Hace ya varias décadas acuñamos la categoría de lo universal situado. No se trataba del clásico universal sin más (abstracto), tampoco de un universal "concreto" (hegeliano), sino de una universalidad situada, que aceptaba el reto de la singularidad y era - a la vez- capaz de liberarla de la particularidad, del accidente y de cualquier otro condicionante.
De la vigencia de esa vocación filosófica da prueba esta obra.

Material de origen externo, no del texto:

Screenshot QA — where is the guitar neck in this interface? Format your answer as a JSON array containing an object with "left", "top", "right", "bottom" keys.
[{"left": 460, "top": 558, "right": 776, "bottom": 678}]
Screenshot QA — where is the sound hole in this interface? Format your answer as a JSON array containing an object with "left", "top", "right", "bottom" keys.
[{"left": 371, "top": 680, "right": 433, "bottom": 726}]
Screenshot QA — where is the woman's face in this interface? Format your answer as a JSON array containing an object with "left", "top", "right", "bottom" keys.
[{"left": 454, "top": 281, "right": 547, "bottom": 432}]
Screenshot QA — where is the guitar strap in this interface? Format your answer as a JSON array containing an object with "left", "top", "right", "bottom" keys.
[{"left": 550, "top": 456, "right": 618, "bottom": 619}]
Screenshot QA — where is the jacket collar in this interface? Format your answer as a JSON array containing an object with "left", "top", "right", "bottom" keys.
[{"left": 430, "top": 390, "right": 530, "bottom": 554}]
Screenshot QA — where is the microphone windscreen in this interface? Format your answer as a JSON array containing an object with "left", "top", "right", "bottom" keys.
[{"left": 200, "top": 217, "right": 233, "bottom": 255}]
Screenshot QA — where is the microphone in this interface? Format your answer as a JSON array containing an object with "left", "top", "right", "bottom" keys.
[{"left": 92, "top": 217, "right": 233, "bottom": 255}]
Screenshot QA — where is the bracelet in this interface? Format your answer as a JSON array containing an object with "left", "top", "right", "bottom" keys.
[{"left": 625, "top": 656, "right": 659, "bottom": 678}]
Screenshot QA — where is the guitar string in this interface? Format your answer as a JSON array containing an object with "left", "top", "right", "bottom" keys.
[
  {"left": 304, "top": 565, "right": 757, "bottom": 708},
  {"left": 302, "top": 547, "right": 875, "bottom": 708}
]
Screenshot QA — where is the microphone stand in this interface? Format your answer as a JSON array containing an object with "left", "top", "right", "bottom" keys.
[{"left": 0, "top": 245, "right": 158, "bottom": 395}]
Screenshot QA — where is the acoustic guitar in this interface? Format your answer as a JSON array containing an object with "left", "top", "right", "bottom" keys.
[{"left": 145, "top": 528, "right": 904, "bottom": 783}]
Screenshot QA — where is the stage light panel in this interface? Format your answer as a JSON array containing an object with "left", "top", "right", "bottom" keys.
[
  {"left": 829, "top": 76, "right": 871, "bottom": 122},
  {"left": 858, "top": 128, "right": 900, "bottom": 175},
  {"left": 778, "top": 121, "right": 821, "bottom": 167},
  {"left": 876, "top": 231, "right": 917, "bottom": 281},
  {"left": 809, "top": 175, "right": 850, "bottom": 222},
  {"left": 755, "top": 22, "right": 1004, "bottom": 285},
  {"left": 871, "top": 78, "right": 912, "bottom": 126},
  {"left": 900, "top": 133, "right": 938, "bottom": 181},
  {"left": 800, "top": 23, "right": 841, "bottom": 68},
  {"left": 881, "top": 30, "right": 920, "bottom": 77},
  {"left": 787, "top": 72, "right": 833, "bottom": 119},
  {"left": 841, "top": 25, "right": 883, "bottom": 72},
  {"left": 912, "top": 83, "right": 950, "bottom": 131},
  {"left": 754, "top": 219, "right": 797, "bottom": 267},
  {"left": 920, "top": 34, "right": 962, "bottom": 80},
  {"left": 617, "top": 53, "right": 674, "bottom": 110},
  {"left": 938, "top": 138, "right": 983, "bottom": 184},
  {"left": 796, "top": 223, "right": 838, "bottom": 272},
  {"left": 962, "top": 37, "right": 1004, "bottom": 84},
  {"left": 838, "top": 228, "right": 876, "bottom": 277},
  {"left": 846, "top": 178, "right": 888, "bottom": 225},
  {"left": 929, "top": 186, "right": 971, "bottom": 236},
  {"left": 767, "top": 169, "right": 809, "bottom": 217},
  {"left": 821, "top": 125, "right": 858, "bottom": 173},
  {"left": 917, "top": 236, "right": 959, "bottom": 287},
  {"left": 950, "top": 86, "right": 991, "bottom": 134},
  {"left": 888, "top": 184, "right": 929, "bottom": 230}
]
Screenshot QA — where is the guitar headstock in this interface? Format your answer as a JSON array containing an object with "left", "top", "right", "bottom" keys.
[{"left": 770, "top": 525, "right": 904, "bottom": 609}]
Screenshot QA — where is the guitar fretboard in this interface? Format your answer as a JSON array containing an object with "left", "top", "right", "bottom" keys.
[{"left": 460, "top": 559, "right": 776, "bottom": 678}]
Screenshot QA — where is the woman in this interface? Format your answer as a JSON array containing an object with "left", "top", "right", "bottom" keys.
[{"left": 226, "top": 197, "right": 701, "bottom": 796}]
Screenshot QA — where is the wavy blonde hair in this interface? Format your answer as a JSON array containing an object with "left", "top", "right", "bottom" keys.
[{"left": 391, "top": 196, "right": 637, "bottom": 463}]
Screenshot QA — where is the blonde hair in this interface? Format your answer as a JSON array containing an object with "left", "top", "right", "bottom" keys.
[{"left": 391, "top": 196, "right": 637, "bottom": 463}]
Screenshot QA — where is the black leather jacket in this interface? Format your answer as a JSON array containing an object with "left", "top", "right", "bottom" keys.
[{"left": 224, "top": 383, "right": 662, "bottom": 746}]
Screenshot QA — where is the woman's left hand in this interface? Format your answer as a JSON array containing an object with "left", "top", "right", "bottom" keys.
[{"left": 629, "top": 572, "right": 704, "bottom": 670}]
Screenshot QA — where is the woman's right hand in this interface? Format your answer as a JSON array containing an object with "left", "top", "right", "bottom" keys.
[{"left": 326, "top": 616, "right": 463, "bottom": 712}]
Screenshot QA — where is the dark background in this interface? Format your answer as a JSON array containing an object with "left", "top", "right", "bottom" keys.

No porque replique posiciones anteriores, sino porque crea filosofía, asumiendo y transformando con estilo propio un nuevo pensamiento argentino y latinoamericano.
Auat nos había sorprendido antes con su obra Soberanía y comunicación y vuelve a hacerlo ahora con este intento de filosofía política situada, en el cual las huellas alberdianas son tan claras como su diálogo con los más
actuales debates políticos. Así Auat pasa de Kusch a Habermas con la misma pertinencia que confronta a Risco Fernández con Arendt o relaciona la problemática de los derechos humanos con las luchas de los movimientos
sociales y populares de su región.
Auat aplica para sí esa situacionalidad que reclama en los demás.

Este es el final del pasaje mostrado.